Bad Religion - Ch 7&8

Chapters 7 and 8 talk about two other forms of heresy pervasive in our culture: the "God within" movement and nationalism.

The God within comes in many forms, pulling ideas from Eastern religions, Christianity, and deism to form a nebulous "God is within you" religion. The idea that ultimately, your innermost voice is that of God, because your innermost being is God. 

Douthat does fail to make the distinction between pantheism (God is everything, and that is all that is) and panentheisim (God is within everything but is beyond matter). Panentheism is uncharacteristically undefined, while examples of both types are all lumped together. The point of the chapter remains that while the God within movement borrows from many religions, it does not define itself by any particular religion. It ends up being a nebulous support of self, in which people aren't challenged to change themselves, because that self is actually God. 

The thesis of this religion is that "somewhere within us all, there does exist a supreme Self that is out true identity, universal and devine". (E Gilbert). The key, the proponent say is not in organized region, rather God is beyond that, and therefore, heaven is available to us all here on earth.

The problem is that the God Within movement promises much, but fails to deliver: "... It's striking that the things that therapeutic, God Within religion doesn't seem to have delivered to Americans are the very things that it claims to be best suited to provide-contentment, happiness, well-being, and, above all, the ability to forge successful relationships with fellow human beings. Instead, the solipsism and narcissism that shadow Got Within theology seen to he gradually overwhelming our ability to live in community with one another."

Nationalism is another form of heresy common today in both sides of politics. Douthat states, "the obvious resemblance between America and the Christian Church - both pan-ethnic, universalizing bodies that promise to create a new man out of the old one, and redeem a fallen and corrupted world - has tempted many Americans to regard the United States as a whole as a New Israel, a holy nation, a people set apart." I can completely relate to this.
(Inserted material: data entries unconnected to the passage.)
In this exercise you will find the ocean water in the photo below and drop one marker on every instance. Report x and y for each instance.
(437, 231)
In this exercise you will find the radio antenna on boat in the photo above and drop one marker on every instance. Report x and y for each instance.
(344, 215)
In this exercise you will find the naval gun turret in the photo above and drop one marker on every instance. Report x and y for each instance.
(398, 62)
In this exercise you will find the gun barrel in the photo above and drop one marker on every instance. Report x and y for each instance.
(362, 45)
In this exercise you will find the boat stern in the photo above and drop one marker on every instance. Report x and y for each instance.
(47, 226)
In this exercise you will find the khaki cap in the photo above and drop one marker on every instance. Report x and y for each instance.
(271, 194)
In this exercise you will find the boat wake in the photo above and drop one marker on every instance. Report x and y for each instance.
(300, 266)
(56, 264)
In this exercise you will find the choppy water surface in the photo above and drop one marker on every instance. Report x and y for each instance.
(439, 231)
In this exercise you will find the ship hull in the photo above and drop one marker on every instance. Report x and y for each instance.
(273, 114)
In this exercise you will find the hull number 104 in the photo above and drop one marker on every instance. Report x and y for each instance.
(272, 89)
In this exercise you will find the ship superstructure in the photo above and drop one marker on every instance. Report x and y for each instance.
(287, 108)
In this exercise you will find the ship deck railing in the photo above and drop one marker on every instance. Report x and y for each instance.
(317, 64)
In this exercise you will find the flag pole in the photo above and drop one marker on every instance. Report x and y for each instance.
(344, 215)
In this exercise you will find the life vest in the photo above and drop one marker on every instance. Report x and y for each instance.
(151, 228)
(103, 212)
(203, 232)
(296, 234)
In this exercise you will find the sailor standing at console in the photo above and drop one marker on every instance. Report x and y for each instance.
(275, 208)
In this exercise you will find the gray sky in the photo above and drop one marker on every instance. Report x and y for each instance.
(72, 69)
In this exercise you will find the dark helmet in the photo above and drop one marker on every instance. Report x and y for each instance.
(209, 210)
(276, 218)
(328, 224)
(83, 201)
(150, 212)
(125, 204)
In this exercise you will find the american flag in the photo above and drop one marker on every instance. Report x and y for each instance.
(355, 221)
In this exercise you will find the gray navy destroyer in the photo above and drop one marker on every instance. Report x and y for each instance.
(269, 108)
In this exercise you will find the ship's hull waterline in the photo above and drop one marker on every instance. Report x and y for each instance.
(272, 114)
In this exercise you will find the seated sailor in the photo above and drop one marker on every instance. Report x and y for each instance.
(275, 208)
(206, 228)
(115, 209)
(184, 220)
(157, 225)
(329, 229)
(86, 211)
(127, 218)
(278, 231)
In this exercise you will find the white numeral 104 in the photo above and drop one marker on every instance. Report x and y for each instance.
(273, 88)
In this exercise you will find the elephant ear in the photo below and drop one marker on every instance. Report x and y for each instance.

Growing up and attending a Christian school for middle school, high school, and undergrad college, I heard this argument either implicitly or explicitly with surprising frequency.

As our policital parties continue to become more polarized, the effect of this has actually become more dramatic. "Instead of balencing each other out, the two heresies of nationalism have taken turns in the driver's seat of both political coalitions, giving us messianism from the party in power and apocalyptism from the party out of power, regardless of which party is which."